De façon générale, une accélération de l’utilisation de ce concept a eu lieu il y a une dizaine d’années. Certains vont jusqu’à parler d’un «virage inclusif». La plupart des états, dont la Suisse, se sont approprié ce référentiel et l’ont intégré à leurs politiques publiques, tout en ratifiant des traités internationaux sur le sujet. Comment expliquer un tel engouement? La littérature scientifique considère l’inclusion comme une réponse aux bouleversements et aux défis de notre société globale. Parmi ceux-ci, on peut mentionner une forte augmentation de la migration et des mobilités géographiques1 1 La philosophe viennoise Isolde Charim expliquait en juillet 2019 dans l’émission de la SRF Wissenschaftsmagazin à quel point notre société a été bouleversée par la migration massive et que cette révolution s’est opérée discrètement, à petits pas. Pour elle, ce processus, qu’elle appelle «pluralisation», a radicalement changé «le concept de société tel que nous le connaissons (…). Aujourd’hui, chacun est remis en question dans son individualité.» , ainsi qu’une croissance des inégalités économiques et d’accès au marché du travail. Comme son opposé, l’exclusion, l’inclusion renvoie à la marginalisation croissante de larges franges de la population, considérées comme inutiles. Dans nos sociétés modernes, complexes, plurielles et ultraspécialisées, la constitution sociale d’une personne passe par son inclusion.
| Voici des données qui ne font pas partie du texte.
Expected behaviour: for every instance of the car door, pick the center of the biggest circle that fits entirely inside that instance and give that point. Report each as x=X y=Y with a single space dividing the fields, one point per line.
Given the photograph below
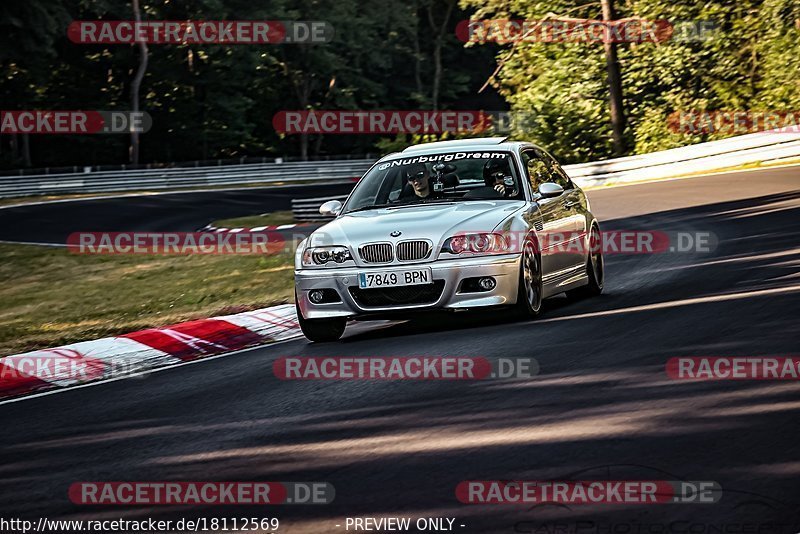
x=556 y=223
x=574 y=204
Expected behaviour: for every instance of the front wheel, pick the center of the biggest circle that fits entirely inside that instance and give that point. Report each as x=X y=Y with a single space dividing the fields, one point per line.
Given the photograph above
x=595 y=268
x=529 y=296
x=320 y=330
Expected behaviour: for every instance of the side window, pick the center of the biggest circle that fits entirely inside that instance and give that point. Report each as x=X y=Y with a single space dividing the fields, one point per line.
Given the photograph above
x=538 y=171
x=557 y=173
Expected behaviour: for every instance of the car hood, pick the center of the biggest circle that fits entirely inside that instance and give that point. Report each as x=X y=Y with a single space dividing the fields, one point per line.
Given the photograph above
x=436 y=222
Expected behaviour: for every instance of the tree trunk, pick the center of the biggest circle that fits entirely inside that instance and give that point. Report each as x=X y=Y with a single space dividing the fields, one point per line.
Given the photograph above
x=615 y=85
x=137 y=83
x=26 y=150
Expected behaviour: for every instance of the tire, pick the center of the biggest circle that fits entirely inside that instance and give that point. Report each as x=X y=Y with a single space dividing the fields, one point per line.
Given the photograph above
x=320 y=330
x=595 y=268
x=529 y=294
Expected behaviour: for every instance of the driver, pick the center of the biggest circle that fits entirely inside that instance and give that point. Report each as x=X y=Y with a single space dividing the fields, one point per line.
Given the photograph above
x=495 y=173
x=419 y=178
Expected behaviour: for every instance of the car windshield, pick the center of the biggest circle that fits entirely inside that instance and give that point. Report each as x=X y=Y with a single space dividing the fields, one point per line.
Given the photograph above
x=445 y=177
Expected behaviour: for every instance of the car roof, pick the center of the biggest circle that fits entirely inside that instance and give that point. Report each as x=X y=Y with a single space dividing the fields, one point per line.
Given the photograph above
x=479 y=143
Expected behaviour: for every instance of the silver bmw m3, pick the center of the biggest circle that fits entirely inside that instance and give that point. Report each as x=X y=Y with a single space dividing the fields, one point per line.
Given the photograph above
x=451 y=225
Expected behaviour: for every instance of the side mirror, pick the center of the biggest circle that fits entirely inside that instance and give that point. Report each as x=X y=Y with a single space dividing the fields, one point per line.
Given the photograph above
x=550 y=190
x=331 y=208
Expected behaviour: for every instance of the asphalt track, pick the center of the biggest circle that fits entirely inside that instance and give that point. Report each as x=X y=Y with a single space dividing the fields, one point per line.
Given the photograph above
x=52 y=222
x=602 y=407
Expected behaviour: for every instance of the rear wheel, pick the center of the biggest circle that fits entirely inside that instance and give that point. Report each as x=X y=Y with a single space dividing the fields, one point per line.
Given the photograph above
x=529 y=296
x=320 y=330
x=595 y=268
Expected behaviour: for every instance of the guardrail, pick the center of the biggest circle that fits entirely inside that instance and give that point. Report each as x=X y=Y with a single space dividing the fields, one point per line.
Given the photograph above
x=758 y=147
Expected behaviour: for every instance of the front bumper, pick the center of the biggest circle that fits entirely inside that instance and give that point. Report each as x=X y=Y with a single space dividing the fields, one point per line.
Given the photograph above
x=503 y=268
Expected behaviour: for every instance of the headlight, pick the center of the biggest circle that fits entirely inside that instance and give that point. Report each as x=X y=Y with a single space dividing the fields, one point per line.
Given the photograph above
x=325 y=255
x=477 y=244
Le concept de société inclusive peut-il réussir à transformer nos sociétés? Nous avons interrogé des spécialistes des domaines de la migration, du handicap et du genre. S’ils soulignent les progrès évidents permis par le paradigme d’inclusion pour les personnes vulnérables ou objet de discriminations, ils se montrent critiques face à la récupération à tout-va de ce concept. Vidée de sa substance, l’inclusion devient un simple agent du discours «politiquement correct».
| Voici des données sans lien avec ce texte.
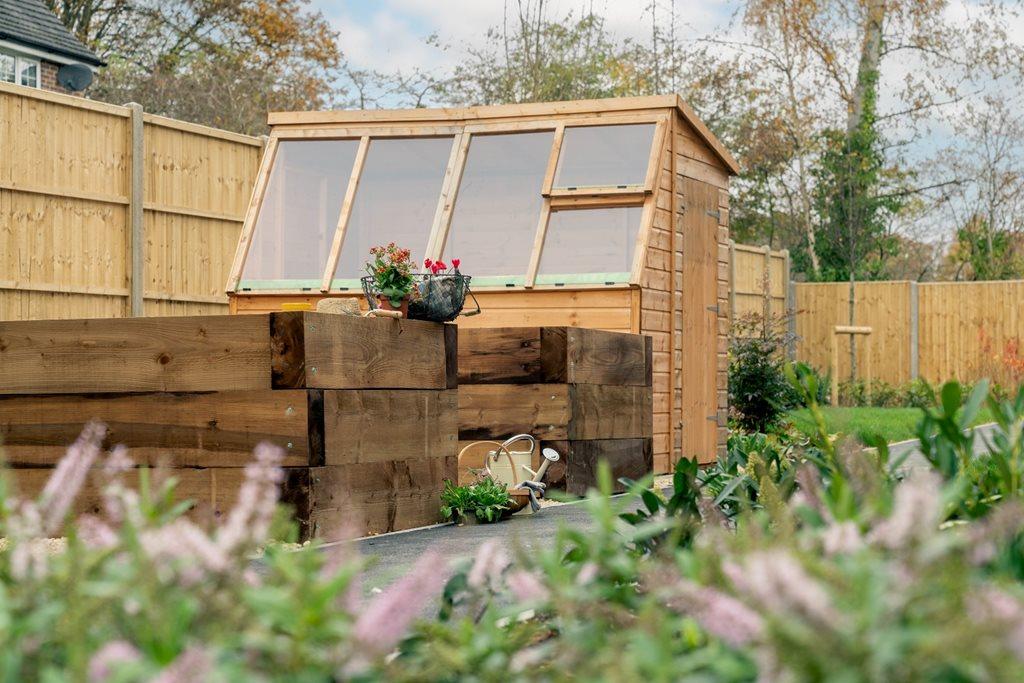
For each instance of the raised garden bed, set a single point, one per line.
(585, 392)
(365, 409)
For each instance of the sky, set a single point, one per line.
(387, 35)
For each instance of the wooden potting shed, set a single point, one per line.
(609, 214)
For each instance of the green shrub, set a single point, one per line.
(485, 500)
(759, 392)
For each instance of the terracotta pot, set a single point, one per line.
(385, 304)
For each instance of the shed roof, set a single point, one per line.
(540, 110)
(31, 23)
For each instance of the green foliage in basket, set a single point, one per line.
(487, 500)
(391, 269)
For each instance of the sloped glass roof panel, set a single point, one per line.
(590, 245)
(498, 206)
(395, 201)
(604, 156)
(299, 214)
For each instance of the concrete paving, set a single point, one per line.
(912, 452)
(393, 553)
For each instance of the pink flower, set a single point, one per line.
(385, 621)
(720, 614)
(107, 659)
(778, 583)
(69, 476)
(916, 512)
(193, 665)
(842, 539)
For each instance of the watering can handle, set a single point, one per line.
(472, 312)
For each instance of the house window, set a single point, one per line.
(16, 69)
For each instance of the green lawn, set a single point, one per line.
(896, 424)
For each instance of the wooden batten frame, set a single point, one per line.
(649, 206)
(556, 150)
(542, 231)
(462, 132)
(599, 190)
(346, 212)
(259, 188)
(654, 160)
(598, 201)
(337, 133)
(450, 193)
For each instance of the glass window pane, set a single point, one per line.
(6, 68)
(30, 73)
(395, 202)
(499, 204)
(297, 220)
(604, 156)
(589, 245)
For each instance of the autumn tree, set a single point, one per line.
(914, 54)
(220, 62)
(987, 205)
(534, 57)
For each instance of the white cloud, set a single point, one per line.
(389, 34)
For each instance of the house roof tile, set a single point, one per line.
(31, 23)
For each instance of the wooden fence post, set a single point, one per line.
(732, 284)
(914, 332)
(791, 305)
(766, 285)
(135, 199)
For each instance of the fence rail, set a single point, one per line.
(936, 331)
(108, 211)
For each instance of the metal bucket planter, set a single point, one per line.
(437, 298)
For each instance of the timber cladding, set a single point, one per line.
(364, 409)
(585, 392)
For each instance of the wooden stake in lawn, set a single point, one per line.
(851, 331)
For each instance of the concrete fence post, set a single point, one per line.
(135, 211)
(914, 332)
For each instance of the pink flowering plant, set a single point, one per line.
(391, 269)
(139, 592)
(820, 561)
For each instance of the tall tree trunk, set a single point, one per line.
(867, 68)
(802, 172)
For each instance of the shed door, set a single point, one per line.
(699, 338)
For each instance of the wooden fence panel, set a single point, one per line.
(66, 194)
(64, 174)
(883, 306)
(198, 184)
(972, 330)
(759, 276)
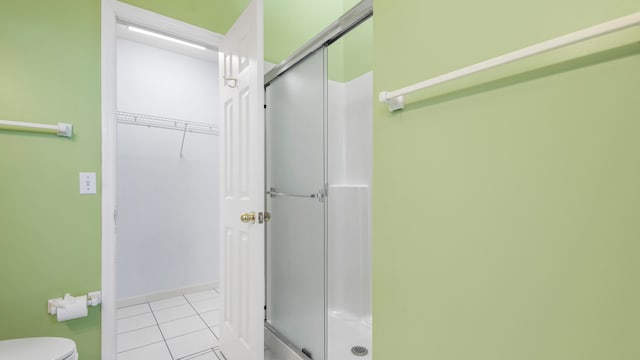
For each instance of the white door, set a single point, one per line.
(242, 187)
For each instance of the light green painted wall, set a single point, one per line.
(214, 15)
(506, 216)
(352, 55)
(290, 24)
(49, 234)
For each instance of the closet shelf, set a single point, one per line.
(123, 117)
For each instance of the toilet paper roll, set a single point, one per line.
(72, 308)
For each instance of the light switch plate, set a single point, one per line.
(87, 183)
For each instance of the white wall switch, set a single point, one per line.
(87, 183)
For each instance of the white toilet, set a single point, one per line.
(41, 348)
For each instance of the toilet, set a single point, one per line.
(38, 348)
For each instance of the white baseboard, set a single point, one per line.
(135, 300)
(279, 349)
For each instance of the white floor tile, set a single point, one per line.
(212, 318)
(207, 305)
(135, 322)
(208, 355)
(202, 295)
(192, 343)
(184, 326)
(133, 310)
(174, 313)
(167, 303)
(157, 351)
(138, 338)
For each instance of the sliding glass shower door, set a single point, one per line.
(296, 199)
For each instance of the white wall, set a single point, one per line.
(350, 173)
(167, 206)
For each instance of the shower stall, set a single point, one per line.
(318, 241)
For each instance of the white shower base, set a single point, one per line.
(345, 332)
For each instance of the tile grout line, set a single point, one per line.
(161, 333)
(139, 347)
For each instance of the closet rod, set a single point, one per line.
(61, 129)
(395, 99)
(124, 117)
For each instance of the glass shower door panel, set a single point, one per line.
(296, 236)
(297, 278)
(297, 127)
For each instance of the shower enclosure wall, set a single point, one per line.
(319, 196)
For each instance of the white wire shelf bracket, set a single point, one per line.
(123, 117)
(61, 129)
(396, 101)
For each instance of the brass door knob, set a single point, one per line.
(248, 218)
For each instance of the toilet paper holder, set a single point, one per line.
(94, 298)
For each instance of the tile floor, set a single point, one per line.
(181, 327)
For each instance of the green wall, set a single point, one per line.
(214, 15)
(49, 234)
(506, 214)
(289, 24)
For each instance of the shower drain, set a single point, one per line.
(359, 350)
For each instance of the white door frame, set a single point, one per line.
(111, 12)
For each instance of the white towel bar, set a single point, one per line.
(395, 99)
(61, 129)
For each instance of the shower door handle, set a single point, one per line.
(248, 218)
(320, 195)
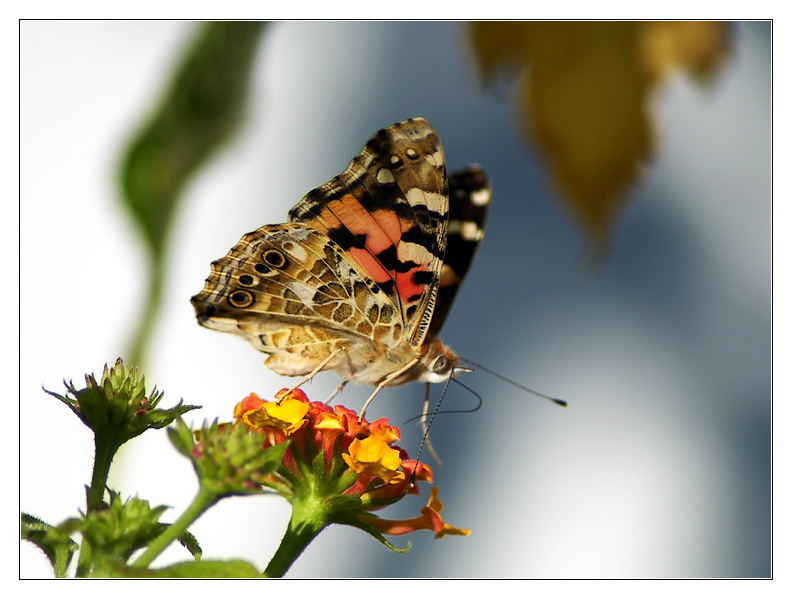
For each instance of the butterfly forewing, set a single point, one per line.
(359, 281)
(469, 194)
(389, 211)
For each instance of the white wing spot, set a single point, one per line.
(468, 230)
(384, 176)
(480, 197)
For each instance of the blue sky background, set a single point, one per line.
(660, 467)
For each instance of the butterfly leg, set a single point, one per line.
(385, 383)
(317, 370)
(336, 391)
(425, 429)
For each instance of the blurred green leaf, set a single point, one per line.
(194, 569)
(55, 543)
(199, 112)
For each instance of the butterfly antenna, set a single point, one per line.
(555, 400)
Les migrants face à des frontières symboliques

Pour Jean-Pierre Tabin, professeur honoraire à la Haute école de travail social et de la santé Lausanne – HETSL – HES-SO, le concept de société inclusive a apporté de nouveaux outils au travail social, qui lui permettent de remettre en cause les frontières socialement construites, notamment par la politique migratoire. à la différence de l’intégration, qui exige des personnes de nationalité étrangère le respect de critères définis par la société d’accueil, l’inclusion perçoit la migration comme une chance pour le groupe établi. «En Suisse, on observe aujourd’hui une relative tolérance à la différence, explique le sociologue. Mais il ne faut pas se leurrer: des frontières concrètes et symboliques entre “ eux ” et “ nous ” subsistent. Ce sont quelquefois des murs, comme ceux qui empêchent les personnes pauvres de venir s’établir. Mais ces délimitations sont parfois floues: on parle alors de fuzzy borders, qui nécessitent beaucoup de ressources pour parvenir à les traverser. L’un des enjeux majeurs demeure l’accès au marché de l’emploi.»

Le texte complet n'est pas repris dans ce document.